Most interviewers will ask some variation of these executive interview questions, so it’s a good idea to think through your responses ahead of time.
10 Commonly Asked Executive Interview Questions:
1. What is the greatest accomplishment of your career?
This is a classic interview question and one you should absolutely be prepared to answer. It is also a great opportunity to practice the art of the humble brag. Describe a great challenge you overcame, how your work helped your company achieve a milestone record or a personal goal that you set for yourself and surpassed. Don’t be arrogant or smug (here’s where the “humble” part comes in) but describe how your hard work helped to make a positive difference for your company or coworkers.
2. If you could change anything in your past, what would that be?
Interviewers ask this question to get an idea about your attitude and your character. Be honest with your answer but put a positive spin on it. Talk about what you learned from a mistake, how it changed you for the better and how you’ve been able to help others from repeating the same mistake.
3.What skills are you lacking?
Tread lightly here. You don’t want to highlight any areas that would be a red flag on your ability to perform this job well.
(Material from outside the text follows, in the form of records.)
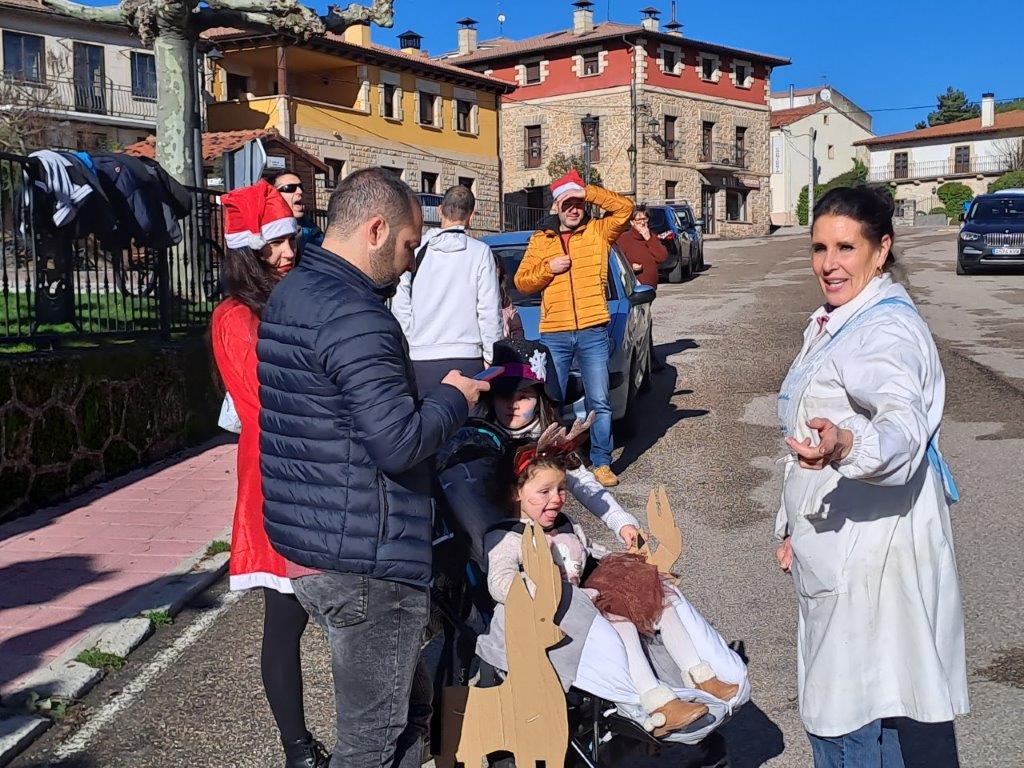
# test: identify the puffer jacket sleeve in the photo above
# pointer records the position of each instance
(534, 273)
(620, 212)
(363, 355)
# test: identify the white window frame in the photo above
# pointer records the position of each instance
(466, 96)
(716, 73)
(680, 62)
(394, 80)
(430, 88)
(749, 80)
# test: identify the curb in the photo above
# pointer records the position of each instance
(68, 680)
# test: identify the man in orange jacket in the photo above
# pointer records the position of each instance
(567, 260)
Describe areas where your skills are not as strong and then describe how you’re working to strengthen them.
4.What do you dislike about your current job?
This is not an opportunity to bash your current company, talk about how much of a monster your boss is or whine that you’re overqualified for your current position, but they just won’t promote you. Whatever your job is lacking should be something that this job will fulfill, as well as something that you can help the company with.
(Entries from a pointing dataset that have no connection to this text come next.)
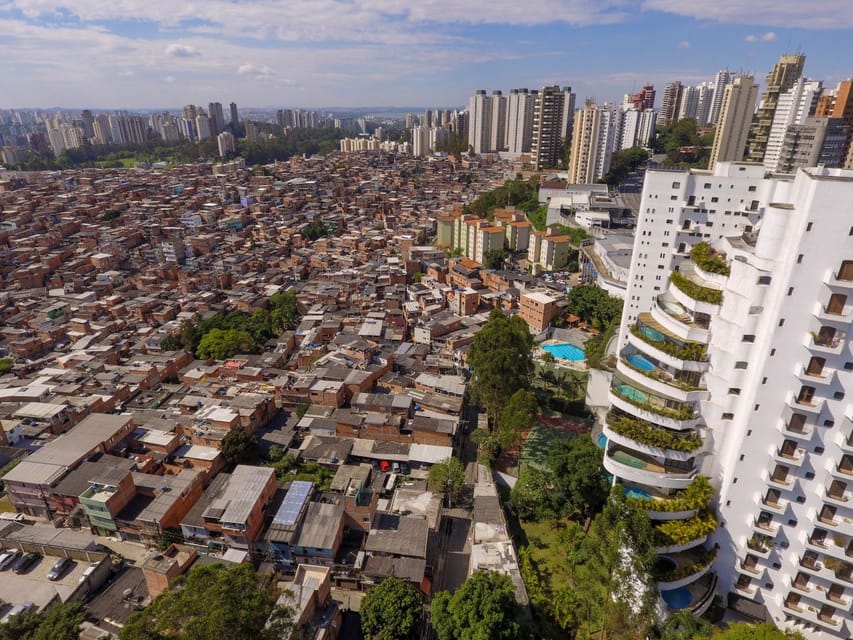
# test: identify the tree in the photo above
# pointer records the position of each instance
(579, 478)
(484, 607)
(59, 622)
(448, 477)
(220, 344)
(238, 447)
(764, 631)
(211, 601)
(501, 361)
(391, 611)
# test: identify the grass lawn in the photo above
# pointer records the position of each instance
(538, 444)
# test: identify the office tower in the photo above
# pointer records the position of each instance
(792, 108)
(479, 121)
(812, 142)
(217, 117)
(689, 104)
(202, 126)
(735, 117)
(732, 365)
(721, 80)
(568, 114)
(643, 99)
(782, 77)
(497, 131)
(88, 123)
(520, 108)
(548, 118)
(637, 128)
(226, 144)
(670, 103)
(420, 140)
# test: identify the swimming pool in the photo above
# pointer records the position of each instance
(565, 351)
(677, 598)
(631, 393)
(652, 334)
(636, 492)
(640, 362)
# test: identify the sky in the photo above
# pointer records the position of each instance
(144, 54)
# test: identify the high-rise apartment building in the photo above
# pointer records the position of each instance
(548, 119)
(670, 103)
(735, 117)
(520, 107)
(733, 365)
(479, 121)
(793, 107)
(497, 129)
(724, 77)
(782, 77)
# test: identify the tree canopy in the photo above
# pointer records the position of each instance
(501, 361)
(211, 601)
(484, 607)
(447, 477)
(59, 622)
(391, 611)
(238, 447)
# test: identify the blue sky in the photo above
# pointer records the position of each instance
(312, 53)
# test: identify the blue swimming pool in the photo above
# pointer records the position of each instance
(640, 362)
(636, 492)
(565, 351)
(677, 598)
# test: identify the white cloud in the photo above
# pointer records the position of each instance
(761, 37)
(794, 14)
(257, 72)
(178, 50)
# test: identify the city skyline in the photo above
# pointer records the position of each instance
(87, 54)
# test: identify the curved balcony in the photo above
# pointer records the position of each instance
(701, 593)
(673, 571)
(671, 315)
(633, 466)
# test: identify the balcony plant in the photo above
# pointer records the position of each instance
(694, 351)
(679, 532)
(696, 495)
(695, 291)
(651, 435)
(708, 259)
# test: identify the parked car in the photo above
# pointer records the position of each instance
(59, 567)
(25, 562)
(7, 558)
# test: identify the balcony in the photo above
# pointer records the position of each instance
(637, 467)
(824, 342)
(788, 454)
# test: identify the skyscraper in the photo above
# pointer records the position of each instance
(479, 121)
(782, 77)
(733, 365)
(548, 120)
(735, 117)
(670, 103)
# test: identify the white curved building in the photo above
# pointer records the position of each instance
(737, 367)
5.Tell me something about yourself that isn’t on your resume.
You probably tailored your resume to match the qualifications for this job description, in which case, you should have plenty of other skills to discuss. Talk about an attribute or some unique experience you have that could help you in this new position.
6.Tell me about a time when you clashed with your supervisor.
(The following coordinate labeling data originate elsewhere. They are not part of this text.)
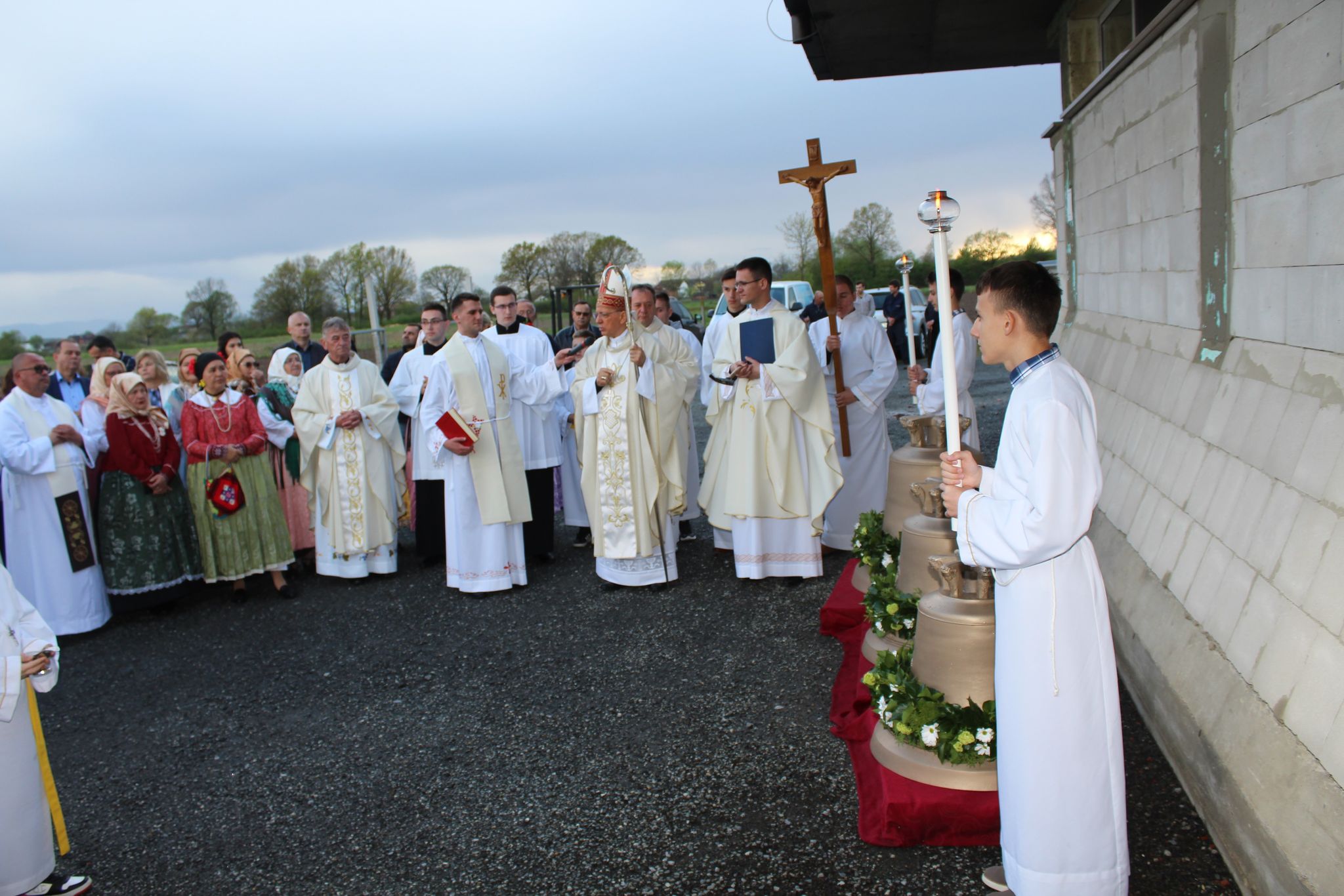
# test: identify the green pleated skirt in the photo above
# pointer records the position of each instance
(252, 540)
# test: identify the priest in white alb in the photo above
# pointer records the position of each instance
(47, 519)
(1057, 701)
(628, 397)
(870, 369)
(352, 460)
(772, 465)
(486, 497)
(408, 387)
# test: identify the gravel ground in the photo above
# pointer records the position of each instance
(394, 737)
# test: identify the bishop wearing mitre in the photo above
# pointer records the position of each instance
(352, 460)
(468, 421)
(628, 397)
(772, 466)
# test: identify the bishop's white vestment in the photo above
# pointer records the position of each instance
(870, 370)
(631, 458)
(355, 479)
(1059, 755)
(35, 474)
(772, 465)
(931, 396)
(26, 849)
(486, 497)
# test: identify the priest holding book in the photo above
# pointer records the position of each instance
(467, 417)
(772, 466)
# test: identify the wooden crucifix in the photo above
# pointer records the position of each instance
(815, 178)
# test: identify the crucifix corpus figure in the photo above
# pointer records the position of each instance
(815, 178)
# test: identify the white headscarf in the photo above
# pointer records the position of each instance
(276, 370)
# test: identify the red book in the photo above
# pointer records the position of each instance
(455, 426)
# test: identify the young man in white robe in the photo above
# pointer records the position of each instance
(572, 476)
(628, 396)
(408, 387)
(870, 369)
(538, 438)
(351, 460)
(29, 659)
(928, 384)
(1059, 755)
(49, 520)
(486, 497)
(772, 465)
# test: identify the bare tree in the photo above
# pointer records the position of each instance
(1043, 205)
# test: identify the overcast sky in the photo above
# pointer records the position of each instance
(150, 144)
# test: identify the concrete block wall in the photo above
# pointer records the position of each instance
(1221, 525)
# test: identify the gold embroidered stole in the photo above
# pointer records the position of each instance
(497, 462)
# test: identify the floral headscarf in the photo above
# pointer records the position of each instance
(98, 388)
(119, 402)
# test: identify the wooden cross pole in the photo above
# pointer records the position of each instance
(815, 178)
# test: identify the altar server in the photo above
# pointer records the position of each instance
(49, 516)
(1059, 757)
(870, 369)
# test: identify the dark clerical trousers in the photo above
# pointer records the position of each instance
(539, 535)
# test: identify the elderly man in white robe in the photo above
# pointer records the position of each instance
(351, 460)
(1059, 755)
(29, 662)
(691, 445)
(928, 384)
(408, 387)
(537, 436)
(49, 520)
(772, 465)
(870, 369)
(486, 501)
(629, 393)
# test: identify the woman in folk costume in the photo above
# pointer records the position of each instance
(29, 660)
(274, 406)
(222, 433)
(147, 543)
(154, 370)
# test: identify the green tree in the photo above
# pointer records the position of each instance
(394, 278)
(345, 272)
(148, 327)
(523, 268)
(210, 308)
(442, 283)
(293, 285)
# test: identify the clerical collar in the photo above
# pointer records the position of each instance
(1020, 373)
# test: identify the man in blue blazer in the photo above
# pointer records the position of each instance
(68, 383)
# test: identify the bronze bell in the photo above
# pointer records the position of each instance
(914, 462)
(925, 535)
(955, 648)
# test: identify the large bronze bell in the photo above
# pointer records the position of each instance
(955, 653)
(925, 535)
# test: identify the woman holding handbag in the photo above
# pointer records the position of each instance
(240, 520)
(148, 555)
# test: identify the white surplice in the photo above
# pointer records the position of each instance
(870, 370)
(931, 396)
(26, 849)
(1060, 764)
(572, 478)
(70, 602)
(537, 437)
(482, 558)
(411, 373)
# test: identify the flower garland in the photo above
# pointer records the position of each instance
(919, 716)
(914, 714)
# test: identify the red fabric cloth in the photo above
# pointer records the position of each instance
(129, 451)
(892, 810)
This question shows the interviewer your problem-solving skills and how you handle disagreements with superiors. Be mature in your response and make sure the story ends on a positive note. Describe how you worked through the situation, while remaining professional and productive.
7.What makes you excited about Mondays?
This is simple – what do you like about your career? What are you passionate about? Be positive and upbeat in your response. Let your passion for the job shine through.
8.What will your team learn from you?
Highlight your best leadership qualities and the value your experience and knowledge will bring to a team. Give examples of how your coaching abilities have helped employees improve their skills in previous jobs.
9.Why do you want to work here?
This is your opportunity to show off how much research you did before this interview. Give specific facts about the company that you like. Maybe it’s their corporate values, their community involvement or a great new product they’re bringing to market.
10.Why should we hire you?
Put on your salesperson hat to answer this question. Based on what you’ve gathered from your research, the job description, and the interview process, what is it that they need that you can provide? Explain how your qualifications and experience make you the absolute best fit for this position.
Final Thoughts on Acing Executive Interview Questions:
When you’re using examples in your answers, always quantify them if possible. You can tell your interviewer you’re a “fast runner” (for example) but it paints a different picture about your dedication and skill level if you tell them you “run a 4-minute mile.”
Also, keep your answers to a maximum of 90 seconds. Failing to be concise in your answers can cost you the job. This is the second biggest reason, just behind lack of preparation, that hiring authorities cite for cutting candidates. While it’s important to fully answer the question, if your response goes on more than about a minute it’s usually too long. Ensure you’re monitoring the body language of your interviewer as well; they’ll usually start giving you clues if you’re rambling or speaking too quickly.